Training BERT on prodigy

Hi @Mohammad!

Technically, you can train however you want (e.g., write a script in PyTorch, TensorFlow, etc.). The annotated data is in a SQLite database (by default) and you can simply export out. Many Prodigy users who use Prodigy's BERT recipe already have their own training workflows.

I suspect what you're looking for a simple way to train with Prodigy. Prodigy's default training recipe train, is really a wrapper for spacy train with simple defaults. The problem is training transformers (BERT) needs a lot of customization, therefore, if you want to train with spaCy, you'll need to familiarize yourself with spaCy training (e.g., config, GPU).

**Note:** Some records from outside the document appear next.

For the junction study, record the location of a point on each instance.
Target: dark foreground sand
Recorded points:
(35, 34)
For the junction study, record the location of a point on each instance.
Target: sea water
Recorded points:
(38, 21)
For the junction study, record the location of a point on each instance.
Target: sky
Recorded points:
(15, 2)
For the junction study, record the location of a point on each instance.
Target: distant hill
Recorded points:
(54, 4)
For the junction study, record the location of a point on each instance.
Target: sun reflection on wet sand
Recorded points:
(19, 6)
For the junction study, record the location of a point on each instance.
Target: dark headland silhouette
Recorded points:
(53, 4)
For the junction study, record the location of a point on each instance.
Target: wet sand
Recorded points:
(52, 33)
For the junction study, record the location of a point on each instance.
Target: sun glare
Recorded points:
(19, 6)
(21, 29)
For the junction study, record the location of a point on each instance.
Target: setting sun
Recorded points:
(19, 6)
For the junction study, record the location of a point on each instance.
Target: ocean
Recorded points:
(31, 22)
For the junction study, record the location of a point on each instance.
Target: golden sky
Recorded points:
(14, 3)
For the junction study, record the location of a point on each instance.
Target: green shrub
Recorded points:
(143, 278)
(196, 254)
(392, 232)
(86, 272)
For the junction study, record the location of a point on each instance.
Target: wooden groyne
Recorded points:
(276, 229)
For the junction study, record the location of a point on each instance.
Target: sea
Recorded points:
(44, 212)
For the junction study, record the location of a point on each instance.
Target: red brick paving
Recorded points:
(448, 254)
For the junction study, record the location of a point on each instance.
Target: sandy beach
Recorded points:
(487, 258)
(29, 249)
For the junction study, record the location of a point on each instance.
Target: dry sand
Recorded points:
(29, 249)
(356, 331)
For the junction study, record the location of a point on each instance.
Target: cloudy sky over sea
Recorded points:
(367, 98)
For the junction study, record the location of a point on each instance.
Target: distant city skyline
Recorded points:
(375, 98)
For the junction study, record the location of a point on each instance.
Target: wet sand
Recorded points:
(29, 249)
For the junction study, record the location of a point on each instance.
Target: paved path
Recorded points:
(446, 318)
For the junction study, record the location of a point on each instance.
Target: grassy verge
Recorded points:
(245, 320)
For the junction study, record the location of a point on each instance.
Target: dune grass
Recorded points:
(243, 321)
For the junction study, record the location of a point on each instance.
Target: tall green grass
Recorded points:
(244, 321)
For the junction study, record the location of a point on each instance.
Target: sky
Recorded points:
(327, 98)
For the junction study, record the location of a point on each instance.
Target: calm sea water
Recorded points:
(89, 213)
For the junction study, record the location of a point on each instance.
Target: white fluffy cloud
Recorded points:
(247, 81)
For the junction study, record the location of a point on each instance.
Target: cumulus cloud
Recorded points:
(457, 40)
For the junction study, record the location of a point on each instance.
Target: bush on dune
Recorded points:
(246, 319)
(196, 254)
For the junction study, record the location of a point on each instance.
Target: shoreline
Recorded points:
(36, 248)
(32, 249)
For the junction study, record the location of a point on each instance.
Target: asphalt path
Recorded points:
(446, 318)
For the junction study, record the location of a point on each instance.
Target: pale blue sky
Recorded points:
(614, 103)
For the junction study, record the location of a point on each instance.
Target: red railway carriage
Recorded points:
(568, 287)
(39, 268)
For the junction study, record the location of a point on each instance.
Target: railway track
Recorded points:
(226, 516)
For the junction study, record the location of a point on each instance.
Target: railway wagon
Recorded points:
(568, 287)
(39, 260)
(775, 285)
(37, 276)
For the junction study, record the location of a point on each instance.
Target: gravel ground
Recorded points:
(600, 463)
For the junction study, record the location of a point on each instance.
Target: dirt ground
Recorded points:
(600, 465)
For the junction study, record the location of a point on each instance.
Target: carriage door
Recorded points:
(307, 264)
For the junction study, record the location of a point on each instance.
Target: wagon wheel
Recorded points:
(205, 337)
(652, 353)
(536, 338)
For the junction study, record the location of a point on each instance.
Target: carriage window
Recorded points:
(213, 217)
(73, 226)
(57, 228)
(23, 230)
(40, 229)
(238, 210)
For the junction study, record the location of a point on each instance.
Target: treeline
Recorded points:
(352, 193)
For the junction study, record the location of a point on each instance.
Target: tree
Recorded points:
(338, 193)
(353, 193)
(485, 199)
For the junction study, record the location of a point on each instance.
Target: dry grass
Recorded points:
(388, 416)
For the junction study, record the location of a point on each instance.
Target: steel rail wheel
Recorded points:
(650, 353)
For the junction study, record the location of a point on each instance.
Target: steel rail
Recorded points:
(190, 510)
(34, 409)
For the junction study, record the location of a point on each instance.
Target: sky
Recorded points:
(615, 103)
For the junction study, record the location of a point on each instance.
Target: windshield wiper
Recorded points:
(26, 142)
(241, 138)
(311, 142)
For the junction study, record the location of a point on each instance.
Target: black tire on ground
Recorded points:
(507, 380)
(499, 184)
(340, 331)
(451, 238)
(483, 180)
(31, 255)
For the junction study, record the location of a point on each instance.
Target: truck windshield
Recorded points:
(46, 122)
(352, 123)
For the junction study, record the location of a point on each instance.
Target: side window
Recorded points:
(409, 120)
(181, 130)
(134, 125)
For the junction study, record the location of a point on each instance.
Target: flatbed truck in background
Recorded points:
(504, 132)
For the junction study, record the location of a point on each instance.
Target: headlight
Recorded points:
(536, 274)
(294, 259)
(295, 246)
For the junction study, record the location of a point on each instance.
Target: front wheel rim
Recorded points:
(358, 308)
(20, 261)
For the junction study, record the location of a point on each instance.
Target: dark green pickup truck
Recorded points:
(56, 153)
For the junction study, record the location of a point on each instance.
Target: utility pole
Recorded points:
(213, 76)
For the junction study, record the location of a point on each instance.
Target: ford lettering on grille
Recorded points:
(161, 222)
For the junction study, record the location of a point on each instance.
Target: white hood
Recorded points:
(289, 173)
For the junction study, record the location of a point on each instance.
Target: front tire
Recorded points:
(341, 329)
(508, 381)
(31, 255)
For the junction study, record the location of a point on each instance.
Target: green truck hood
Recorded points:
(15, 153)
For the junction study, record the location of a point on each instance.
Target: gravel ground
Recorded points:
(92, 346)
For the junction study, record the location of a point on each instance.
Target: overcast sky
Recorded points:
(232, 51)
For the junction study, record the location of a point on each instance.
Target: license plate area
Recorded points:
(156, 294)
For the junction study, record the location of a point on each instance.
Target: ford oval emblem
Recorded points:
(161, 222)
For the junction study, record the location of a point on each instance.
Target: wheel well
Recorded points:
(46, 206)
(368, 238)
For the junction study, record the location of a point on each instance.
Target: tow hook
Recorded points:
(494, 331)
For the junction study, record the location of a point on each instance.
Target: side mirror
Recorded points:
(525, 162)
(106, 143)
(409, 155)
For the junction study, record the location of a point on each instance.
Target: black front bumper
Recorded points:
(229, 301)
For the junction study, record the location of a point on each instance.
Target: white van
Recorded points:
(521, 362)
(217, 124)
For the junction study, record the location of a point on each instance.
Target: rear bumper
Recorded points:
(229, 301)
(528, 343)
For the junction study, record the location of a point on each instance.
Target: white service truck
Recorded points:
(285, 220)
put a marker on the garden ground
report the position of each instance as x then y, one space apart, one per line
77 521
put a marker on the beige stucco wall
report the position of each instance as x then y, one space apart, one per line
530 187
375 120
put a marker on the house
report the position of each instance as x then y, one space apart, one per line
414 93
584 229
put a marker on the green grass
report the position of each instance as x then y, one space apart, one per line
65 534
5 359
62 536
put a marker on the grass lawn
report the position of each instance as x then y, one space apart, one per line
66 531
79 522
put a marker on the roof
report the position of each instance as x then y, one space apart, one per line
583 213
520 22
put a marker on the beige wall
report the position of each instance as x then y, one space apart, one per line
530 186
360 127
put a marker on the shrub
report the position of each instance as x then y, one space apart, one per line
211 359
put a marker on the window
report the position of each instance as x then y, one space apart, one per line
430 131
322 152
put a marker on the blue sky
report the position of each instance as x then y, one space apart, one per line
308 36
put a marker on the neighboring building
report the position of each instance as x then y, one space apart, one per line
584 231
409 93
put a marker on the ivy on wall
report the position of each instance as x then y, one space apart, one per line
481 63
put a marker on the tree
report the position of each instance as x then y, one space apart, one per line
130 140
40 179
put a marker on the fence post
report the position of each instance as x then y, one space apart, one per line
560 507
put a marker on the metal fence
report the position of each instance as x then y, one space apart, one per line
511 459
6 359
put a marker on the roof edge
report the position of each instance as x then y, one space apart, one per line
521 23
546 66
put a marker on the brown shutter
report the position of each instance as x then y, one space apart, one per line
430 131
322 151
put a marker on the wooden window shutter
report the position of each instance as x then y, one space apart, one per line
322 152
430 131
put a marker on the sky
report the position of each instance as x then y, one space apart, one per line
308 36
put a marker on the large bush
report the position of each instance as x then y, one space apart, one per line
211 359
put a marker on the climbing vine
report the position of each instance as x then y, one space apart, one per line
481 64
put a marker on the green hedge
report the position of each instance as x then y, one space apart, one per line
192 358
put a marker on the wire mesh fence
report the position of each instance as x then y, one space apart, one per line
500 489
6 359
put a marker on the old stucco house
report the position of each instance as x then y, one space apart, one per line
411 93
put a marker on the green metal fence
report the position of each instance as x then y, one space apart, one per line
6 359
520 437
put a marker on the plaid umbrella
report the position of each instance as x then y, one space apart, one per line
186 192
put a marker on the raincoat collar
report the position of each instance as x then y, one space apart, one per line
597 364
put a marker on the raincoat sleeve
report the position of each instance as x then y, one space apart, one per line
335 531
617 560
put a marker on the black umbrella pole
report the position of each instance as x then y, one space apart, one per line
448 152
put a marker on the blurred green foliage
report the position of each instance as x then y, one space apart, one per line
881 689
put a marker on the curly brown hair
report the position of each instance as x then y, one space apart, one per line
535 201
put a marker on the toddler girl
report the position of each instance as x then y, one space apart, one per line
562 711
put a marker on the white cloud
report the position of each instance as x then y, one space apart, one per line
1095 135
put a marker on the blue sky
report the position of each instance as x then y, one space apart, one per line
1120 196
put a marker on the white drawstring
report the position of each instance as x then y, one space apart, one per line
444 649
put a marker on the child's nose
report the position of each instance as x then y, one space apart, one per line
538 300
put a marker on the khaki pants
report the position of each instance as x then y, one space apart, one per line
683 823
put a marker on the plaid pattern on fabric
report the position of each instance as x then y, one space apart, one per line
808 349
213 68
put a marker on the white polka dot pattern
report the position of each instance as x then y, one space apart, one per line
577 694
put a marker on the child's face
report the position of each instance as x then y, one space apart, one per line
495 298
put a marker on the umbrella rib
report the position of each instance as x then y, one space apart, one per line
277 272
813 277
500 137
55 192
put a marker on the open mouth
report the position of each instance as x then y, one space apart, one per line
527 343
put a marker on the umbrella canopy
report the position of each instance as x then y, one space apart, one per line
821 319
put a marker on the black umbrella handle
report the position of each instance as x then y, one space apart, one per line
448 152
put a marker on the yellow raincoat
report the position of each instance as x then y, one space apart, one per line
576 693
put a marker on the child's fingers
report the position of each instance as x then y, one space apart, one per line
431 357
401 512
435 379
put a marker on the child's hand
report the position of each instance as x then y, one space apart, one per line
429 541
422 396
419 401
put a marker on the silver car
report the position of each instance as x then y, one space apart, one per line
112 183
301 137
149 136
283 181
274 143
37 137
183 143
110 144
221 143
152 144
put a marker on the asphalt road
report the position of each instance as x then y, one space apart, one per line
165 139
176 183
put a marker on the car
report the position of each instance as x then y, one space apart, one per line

I would recommend reading up on spaCy's documentation on transformer training. You'll likely need to already have knowledge about spaCy training.

Also, you'll likely find more resources on spaCy's GitHub discussions forum like

Please post there if you have spaCy specific questions as the spaCy core team answers questions there.

This FAQ may be helpful too to familiarize yourself with handling GPU's, which is another major thing to learn before training transformers (spaCy or anything other framework).

Ultimately, it's important you take a step back and consider: do you really need transformers (BERT)?

For many projects (especially in industry) the answer is that the performance gains may not justify the additional work that's required, especially if you're starting out from scratch. However, I do think if you spend enough time and have the right expectations, it could be a valuable skill set to develop. But it'll take time!